Goal for this notebook is to create a custom dictionary, and tools to quickly create a custom dictionary from any text. I'll use shakespeare to start since I already have that text available.

In [2]:
# Open the file in read mode ('r')
with open('../data/shakespeare.txt', 'r', encoding='utf-8') as file:
    # Read the entire file into a string variable
    content = file.read()

# Split the content by spaces to get words
words = content.split()

# Now the variable `words` is a list containing all the words
print(len(words))

unique_words = set(words)
print(len(unique_words))

963027
71927


Shakespeare has a big vocabulary! But also, just splitting on whitespace as I did here has much worse performance than actual tokenization.

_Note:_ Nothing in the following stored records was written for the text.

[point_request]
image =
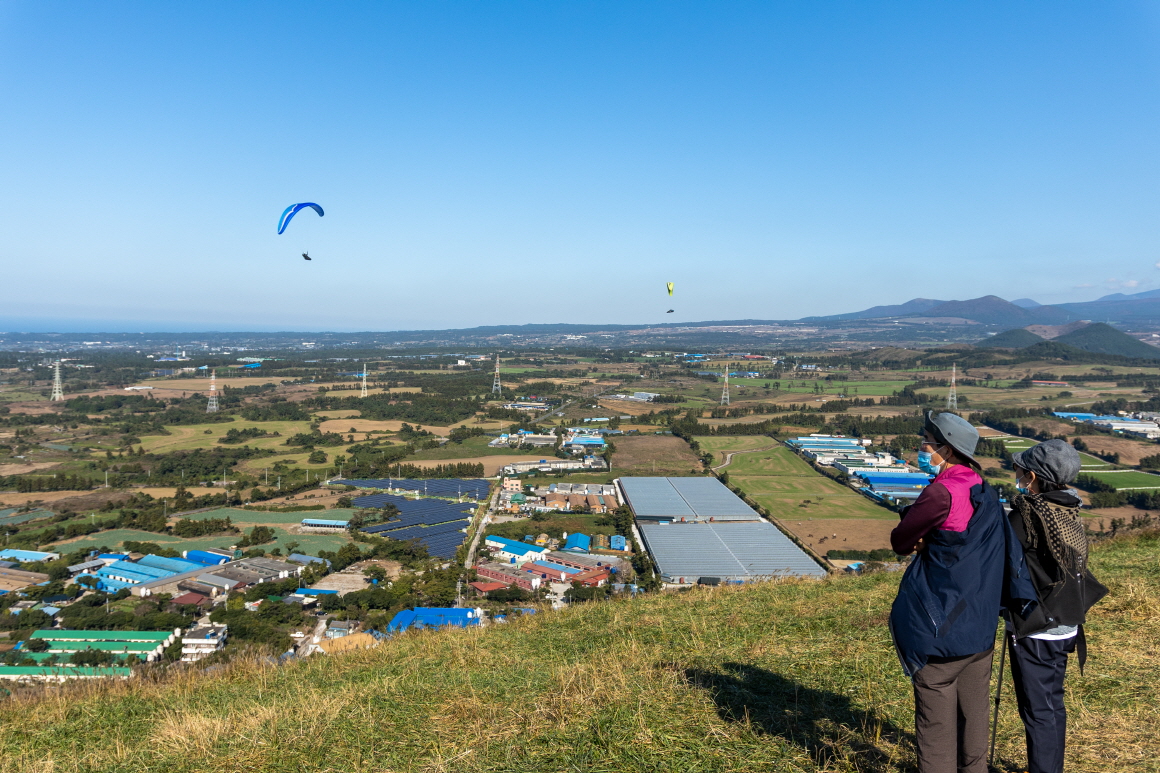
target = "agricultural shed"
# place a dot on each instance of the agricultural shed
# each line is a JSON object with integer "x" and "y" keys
{"x": 732, "y": 551}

For example, for many words I have multiple versions that contain punctuation, capitalization, or which are hyphenated, and these are all treated separately. I suspect this will lead to very poor performance when used with my actual model, but at this point I'm just concerned about getting a working MVP quickly so whatever. This is very low hanging fruit for improvement later though!

In [6]:
word_to_id = {word: i for i, word in enumerate(unique_words)}
id_to_word = {i: word for i, word in enumerate(unique_words)}

print(id_to_word[500])
print(word_to_id['mural'])

mural
500


In [7]:
# putting it all together:
def build_dictionary(file_path) -> (dict, dict):
    with open(file_path, 'r', encoding='utf-8') as file:
        content = file.read()
    words = content.split()
    unique_words = set(words)
    word_to_id = {word: i for i, word in enumerate(unique_words)}
    id_to_word = {i: word for i, word in enumerate(unique_words)}
    return word_to_id, id_to_word

In [9]:
word_to_id, id_to_word = build_dictionary('../data/shakespeare.txt')
print(id_to_word[500])
print(word_to_id['mural'])
print(len(word_to_id))
print(len(id_to_word))

mural
500
71927
71927


Cool, we can now quickly build a (crappy) dictionary from any file. Again, lots of room to improve here with an actually intelligent tokenization approach, but for now it's time to build a quick and dirty dictionary and incorporate it into my model.